Where are the Vle-Ya who long stewarded this wold? asked the Sarmisethustra in a voice that was not a voice. Why do they not respond to my passage?

“They are gone from this world and the ken of mankind,” replied the mayor, “and we of Brightspear have inherited their covenant. None have been seen since my grandfather’s grandfather’s time.”

Then it is too late, and I am bereaved, said the Sarmisethustra. I will depart, then, and seek them elsewhere.

“Tarry a moment,” said the mayor. “The Vle-Ya once sought to teach us of the forest and impart their knowledge. The stories say they interceded on our behalf with nature itself. We would ask the same of you, and grant you boons in return.”

What boon could you offer me? The affairs of your kind are beyond my ken, and to interfere would be to ruin.

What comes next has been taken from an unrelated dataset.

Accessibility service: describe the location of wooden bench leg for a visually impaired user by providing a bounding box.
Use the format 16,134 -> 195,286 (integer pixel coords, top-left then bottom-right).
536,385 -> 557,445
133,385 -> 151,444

“We would honor you as we do the memory of the Vle-Ya,” said the mayor. “And surely one of your power need not cause ruin.”

Ask the anthill how power is felt when applied out of scale. Ask the ant to pay you meaningful homage. It knows what it knows and it is what it is, neither inferior nor superior. Yet laws which govern us and the scales at which we operate are simply too different for meaningful interaction.